Thermodynamics Research Center / ThermoML | Journal of Chemical and Engineering Data

ABSTRACT

Green leaf volatiles (GLVs) are a family of oxygenated hydrocarbons emitted in large quantities by plants, especially those under mechanical stress or damage. GLVs can significantly contribute to the formation of secondary organic aerosols (SOAs) by reacting with oxidants in atmospheric water droplets (fog, mist, and rain). Here we investigated the properties of four GLVs, 2-methyl-3-buten-2-ol (MBO), methyl salicylate (MeSA), cis-3-hexen-1-ol (HxO), and cis-3-hexenylacetate (HxAc) in air/water systems at 298 K using a combination of experiments and molecular simulations.
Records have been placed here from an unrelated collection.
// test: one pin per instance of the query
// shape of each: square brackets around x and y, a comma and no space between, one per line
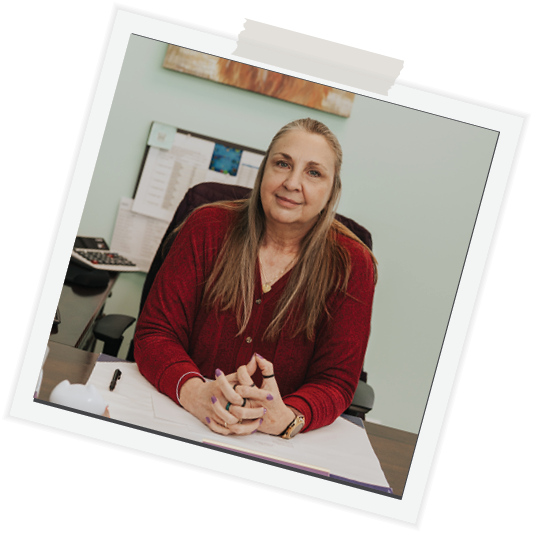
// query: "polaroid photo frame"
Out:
[408,507]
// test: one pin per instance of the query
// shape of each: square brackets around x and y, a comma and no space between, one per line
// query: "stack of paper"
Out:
[341,450]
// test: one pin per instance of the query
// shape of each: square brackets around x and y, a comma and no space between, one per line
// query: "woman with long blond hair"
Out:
[260,315]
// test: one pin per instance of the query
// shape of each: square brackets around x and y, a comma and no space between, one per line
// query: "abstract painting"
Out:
[259,80]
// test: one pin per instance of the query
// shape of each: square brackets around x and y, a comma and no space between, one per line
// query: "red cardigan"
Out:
[176,338]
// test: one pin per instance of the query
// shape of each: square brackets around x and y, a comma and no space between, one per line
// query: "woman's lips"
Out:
[287,200]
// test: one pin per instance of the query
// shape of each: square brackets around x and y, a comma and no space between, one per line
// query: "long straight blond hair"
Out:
[232,281]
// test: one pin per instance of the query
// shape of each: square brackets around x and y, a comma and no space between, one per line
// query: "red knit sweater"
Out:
[175,335]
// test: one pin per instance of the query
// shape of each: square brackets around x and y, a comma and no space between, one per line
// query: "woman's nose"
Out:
[293,181]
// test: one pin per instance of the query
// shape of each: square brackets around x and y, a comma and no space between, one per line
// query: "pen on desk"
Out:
[116,377]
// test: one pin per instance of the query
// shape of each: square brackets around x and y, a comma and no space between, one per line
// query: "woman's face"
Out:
[298,179]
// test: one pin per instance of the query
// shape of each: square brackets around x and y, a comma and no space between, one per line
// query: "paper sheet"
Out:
[168,174]
[137,237]
[341,449]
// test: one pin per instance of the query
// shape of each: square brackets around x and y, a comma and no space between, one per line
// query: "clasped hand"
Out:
[234,405]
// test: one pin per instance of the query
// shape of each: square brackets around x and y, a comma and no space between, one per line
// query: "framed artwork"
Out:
[259,80]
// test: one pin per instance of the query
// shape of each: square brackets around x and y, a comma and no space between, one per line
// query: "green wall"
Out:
[414,179]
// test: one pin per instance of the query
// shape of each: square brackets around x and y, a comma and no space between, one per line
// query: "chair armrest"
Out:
[363,399]
[110,330]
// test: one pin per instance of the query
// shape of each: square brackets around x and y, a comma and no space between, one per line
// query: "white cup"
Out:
[40,380]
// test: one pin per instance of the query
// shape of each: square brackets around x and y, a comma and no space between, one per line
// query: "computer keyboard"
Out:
[103,260]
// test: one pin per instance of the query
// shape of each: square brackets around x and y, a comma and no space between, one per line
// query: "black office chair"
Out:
[205,193]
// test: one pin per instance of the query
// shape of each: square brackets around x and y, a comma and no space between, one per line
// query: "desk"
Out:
[79,308]
[394,448]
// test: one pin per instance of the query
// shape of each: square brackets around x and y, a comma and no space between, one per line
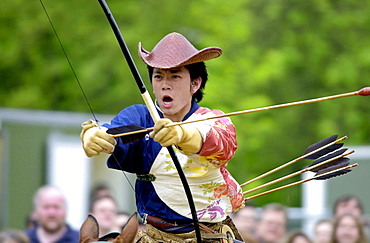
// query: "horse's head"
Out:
[89,231]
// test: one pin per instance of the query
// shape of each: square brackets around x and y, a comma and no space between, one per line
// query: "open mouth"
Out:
[167,101]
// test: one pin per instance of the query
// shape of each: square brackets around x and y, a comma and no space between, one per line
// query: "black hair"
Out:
[196,70]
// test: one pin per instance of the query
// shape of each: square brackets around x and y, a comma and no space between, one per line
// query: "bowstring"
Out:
[84,94]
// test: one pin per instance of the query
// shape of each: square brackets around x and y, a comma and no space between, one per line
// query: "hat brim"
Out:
[165,62]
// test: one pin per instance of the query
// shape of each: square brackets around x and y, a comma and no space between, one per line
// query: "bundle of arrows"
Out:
[329,161]
[133,132]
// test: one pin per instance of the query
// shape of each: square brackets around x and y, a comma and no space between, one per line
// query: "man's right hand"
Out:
[95,140]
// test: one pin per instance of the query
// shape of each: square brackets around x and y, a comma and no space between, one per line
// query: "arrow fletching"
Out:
[321,144]
[326,158]
[335,170]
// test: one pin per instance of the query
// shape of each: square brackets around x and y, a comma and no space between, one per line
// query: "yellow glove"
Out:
[187,138]
[95,139]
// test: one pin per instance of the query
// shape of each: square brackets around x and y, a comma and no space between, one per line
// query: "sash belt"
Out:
[158,222]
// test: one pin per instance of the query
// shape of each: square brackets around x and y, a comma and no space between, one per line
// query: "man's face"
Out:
[173,90]
[51,211]
[272,226]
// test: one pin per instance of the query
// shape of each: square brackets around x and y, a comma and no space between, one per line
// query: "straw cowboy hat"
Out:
[174,50]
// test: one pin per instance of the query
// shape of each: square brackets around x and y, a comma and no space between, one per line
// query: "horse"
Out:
[89,231]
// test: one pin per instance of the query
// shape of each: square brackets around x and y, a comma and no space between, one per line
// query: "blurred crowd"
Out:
[347,224]
[47,222]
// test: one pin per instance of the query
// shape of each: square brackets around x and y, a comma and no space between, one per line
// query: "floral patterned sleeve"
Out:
[219,139]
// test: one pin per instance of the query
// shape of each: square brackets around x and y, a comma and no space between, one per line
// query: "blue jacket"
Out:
[138,157]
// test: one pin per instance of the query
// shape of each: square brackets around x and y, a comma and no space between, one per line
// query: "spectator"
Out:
[348,229]
[245,221]
[50,210]
[272,224]
[296,236]
[322,231]
[31,220]
[13,236]
[104,210]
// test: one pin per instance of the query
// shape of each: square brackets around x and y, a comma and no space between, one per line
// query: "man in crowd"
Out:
[50,209]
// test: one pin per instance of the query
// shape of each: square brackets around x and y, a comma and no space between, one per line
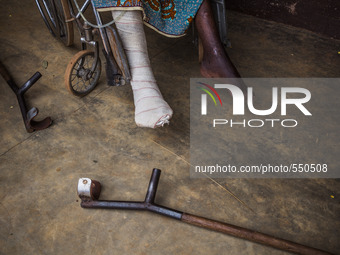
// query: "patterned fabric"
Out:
[169,17]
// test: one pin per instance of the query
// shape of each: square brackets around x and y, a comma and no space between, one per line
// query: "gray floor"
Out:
[96,137]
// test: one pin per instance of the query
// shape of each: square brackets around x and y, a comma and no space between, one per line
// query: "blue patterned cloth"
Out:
[169,17]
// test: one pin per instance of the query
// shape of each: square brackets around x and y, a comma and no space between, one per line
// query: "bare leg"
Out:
[215,63]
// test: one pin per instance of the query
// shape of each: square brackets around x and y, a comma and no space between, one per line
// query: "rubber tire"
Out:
[70,68]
Good agreement between simulation and experimental results of the 1-octanol/water partition coefficients and the free energy of hydration of the GLVs ensure the suitability of our molecular models for these systems; likewise, surface concentrations determined from experimental measurements of the surface tensions of these systems compared favorably against trends determined from molecular simulations. Our simulations indicate that all four GLVs exhibit deep free energy minima at the air/water interfaces; the stability of the GLV solutes at the air/water interface is mainly driven by energetic interactions between these solutes and water molecules. Our results suggest that the air/water interface is the most likely site for chemical reactions between GLVs and atmospheric oxidants. Such a finding has important implications in the kinetics and mechanisms of these reactions, which can be significantly different from those observed when these reactions take place in the gas phase or in the bulk of water phases.